A metà marzo 2019 la Conferenza Episcopale Tedesca ha presentato all’assemblea plenaria uno studio secondo il quale sta cominciando a muoversi qualcosa anche nelle alte gerarchie ecclesiastiche, dove la presenza femminile è tradizionalmente scarsissima: dal 2013 al 2019 la quota delle donne in posizioni dirigenziali è aumentata di oltre sei punti percentuali, arrivando a sfiorare il 19%. Una quota minima riservata alle donne, al momento, non è prevista.

Il diaconato femminile

Dal 2012 le procedure di candidatura prevedono che venga interpellato il responsabile per le pari opportunità e dal 2016 esiste un’apposita commissione. La Commissione Donne della Conferenza Episcopale Tedesca – e come potrebbe essere altrimenti? – è guidata da un uomo, Franz-Josef Bode, vescovo di Osnabrück, che tra i vescovi tedeschi persegue obiettivi molto progressisti e ha già suggerito di svincolare dal celibato il sacerdozio, oltre a sostenere il diaconato femminile.
 
Oltre la metà degli 1,28 miliardi di cattolici nel mondo sono donne, ma la loro partecipazione ai processi decisionali è tuttora trascurabile.
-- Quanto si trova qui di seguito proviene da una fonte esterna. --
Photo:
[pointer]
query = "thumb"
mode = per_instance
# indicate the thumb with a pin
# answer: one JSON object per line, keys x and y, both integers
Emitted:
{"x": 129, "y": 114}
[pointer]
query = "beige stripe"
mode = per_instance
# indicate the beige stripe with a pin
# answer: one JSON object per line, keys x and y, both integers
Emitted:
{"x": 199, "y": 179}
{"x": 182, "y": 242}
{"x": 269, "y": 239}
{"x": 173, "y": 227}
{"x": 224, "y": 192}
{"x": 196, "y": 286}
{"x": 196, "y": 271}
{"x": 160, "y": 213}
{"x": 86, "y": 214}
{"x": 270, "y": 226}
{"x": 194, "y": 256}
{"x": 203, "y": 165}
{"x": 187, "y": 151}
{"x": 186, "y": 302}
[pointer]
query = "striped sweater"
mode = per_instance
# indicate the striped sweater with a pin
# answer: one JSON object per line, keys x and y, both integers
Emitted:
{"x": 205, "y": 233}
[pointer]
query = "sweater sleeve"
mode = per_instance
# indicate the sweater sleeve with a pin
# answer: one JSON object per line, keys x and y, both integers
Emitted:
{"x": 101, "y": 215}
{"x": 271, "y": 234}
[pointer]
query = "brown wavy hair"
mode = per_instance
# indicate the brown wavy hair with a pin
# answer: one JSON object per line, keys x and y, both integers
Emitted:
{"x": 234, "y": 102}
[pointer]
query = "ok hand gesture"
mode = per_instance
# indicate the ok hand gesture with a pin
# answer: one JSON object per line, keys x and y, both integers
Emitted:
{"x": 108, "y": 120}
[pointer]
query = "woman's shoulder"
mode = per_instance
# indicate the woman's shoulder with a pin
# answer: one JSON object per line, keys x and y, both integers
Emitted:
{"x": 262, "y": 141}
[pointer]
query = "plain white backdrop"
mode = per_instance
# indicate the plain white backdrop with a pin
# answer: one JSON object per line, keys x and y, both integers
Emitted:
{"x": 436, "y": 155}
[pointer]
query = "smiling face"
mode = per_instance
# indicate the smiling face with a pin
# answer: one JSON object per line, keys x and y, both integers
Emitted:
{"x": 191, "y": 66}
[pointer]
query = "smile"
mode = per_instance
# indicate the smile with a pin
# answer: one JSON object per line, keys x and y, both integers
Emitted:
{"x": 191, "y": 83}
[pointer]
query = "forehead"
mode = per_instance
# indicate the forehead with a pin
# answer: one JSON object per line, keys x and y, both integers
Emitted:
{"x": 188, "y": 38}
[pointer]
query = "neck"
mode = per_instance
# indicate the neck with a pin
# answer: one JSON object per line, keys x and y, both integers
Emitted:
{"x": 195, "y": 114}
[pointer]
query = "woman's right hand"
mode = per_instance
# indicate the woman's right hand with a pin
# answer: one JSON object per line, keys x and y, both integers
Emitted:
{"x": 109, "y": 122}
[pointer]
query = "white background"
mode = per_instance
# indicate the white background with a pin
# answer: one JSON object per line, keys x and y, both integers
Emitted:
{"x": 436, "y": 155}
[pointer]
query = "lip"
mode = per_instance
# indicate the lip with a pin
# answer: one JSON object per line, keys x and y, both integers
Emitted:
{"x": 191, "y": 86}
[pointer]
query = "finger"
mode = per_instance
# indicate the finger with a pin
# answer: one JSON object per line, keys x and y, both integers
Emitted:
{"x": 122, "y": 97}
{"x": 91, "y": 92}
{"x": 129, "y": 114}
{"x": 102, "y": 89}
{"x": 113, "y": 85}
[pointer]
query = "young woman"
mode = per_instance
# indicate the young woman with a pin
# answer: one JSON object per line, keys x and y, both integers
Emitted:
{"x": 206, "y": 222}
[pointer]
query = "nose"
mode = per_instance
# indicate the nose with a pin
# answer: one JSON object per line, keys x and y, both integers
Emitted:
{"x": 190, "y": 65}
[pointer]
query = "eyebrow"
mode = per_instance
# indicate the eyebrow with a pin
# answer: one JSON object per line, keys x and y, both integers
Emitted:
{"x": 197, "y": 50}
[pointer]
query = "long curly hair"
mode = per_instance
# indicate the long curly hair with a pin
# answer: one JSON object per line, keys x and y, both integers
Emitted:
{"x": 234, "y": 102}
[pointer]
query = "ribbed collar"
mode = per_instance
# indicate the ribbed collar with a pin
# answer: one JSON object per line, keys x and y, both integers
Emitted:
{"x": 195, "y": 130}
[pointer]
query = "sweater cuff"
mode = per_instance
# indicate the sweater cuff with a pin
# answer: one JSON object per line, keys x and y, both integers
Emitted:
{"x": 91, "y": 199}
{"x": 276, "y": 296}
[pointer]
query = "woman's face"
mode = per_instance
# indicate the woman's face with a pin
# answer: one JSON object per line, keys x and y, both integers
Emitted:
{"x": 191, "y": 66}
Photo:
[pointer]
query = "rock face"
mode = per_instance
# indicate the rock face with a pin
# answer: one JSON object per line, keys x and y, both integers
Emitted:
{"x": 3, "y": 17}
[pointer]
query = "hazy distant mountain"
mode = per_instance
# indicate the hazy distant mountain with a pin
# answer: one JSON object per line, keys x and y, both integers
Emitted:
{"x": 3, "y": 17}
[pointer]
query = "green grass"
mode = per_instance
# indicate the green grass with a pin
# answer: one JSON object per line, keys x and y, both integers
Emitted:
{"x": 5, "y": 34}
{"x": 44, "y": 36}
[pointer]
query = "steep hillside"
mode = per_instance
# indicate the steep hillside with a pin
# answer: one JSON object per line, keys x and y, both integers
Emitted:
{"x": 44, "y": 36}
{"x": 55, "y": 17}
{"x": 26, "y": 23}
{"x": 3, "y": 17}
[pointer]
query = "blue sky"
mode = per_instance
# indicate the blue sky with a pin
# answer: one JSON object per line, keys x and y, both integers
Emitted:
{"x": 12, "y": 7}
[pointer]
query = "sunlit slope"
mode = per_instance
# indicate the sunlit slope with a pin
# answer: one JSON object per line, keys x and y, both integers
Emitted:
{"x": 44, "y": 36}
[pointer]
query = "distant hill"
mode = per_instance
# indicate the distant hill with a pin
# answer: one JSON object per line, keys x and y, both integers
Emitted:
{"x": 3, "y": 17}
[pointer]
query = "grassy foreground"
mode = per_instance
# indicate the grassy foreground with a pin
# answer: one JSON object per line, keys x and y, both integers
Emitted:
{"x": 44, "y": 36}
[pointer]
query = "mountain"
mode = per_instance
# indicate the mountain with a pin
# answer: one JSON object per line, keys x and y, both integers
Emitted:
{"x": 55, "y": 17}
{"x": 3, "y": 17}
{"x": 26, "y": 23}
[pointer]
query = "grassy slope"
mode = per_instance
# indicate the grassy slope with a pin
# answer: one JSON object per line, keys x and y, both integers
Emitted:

Annette Schavan, ex Ambasciatrice tedesca presso la Santa Sede e Ministra della Repubblica Federale di Germania, lo considera un segnale sbagliato: “La Chiesa sta attraversando una fase di scarso consenso, occorre un’evoluzione della teologia del ministero ecclesiastico e l’apertura alle donne rientra in questo contesto”, scrive in un contributo commissionatole per la rubrica Christ&Welt del settimanale Die Zeit. “C’era da attendersi che a un certo punto le donne avrebbero perso la pazienza, e questo cambierà la Chiesa”.
 
Anche Annegret Kramp-Karrenbauer, presidente dei cristiano-democratici della CDU, ha dichiarato in un’intervista per Christ&Welt del 2018: “Mi auguro che venga introdotto il sacerdozio femminile”. Anche la cattolica più potente della politica tedesca, infatti, ritiene che qualcosa debba cambiare e che le donne alla base stiano muovendo i primi passi in questo senso.
 
Una domenica di maggio 2019 circa 700 persone unite da un’idea comune si sono radunate a Münster nella piazza del Duomo:  Maria 2.0 è rimasta fuori, con la chiesa alle spalle. Le donne hanno cantato e detto Messa per conto proprio, senza la benedizione degli uomini.
 
Ursula Brintrup è arrivata con le sue amiche alla veglia davanti al Duomo. Doveva durare 30 minuti questa veglia, eppure, dopo oltre un’ora, erano ancora centinaia le donne riunite a cantare. E dopo l’ultimo canto, Ursula ha alzato le braccia in alto battendo le mani. Era raggiante.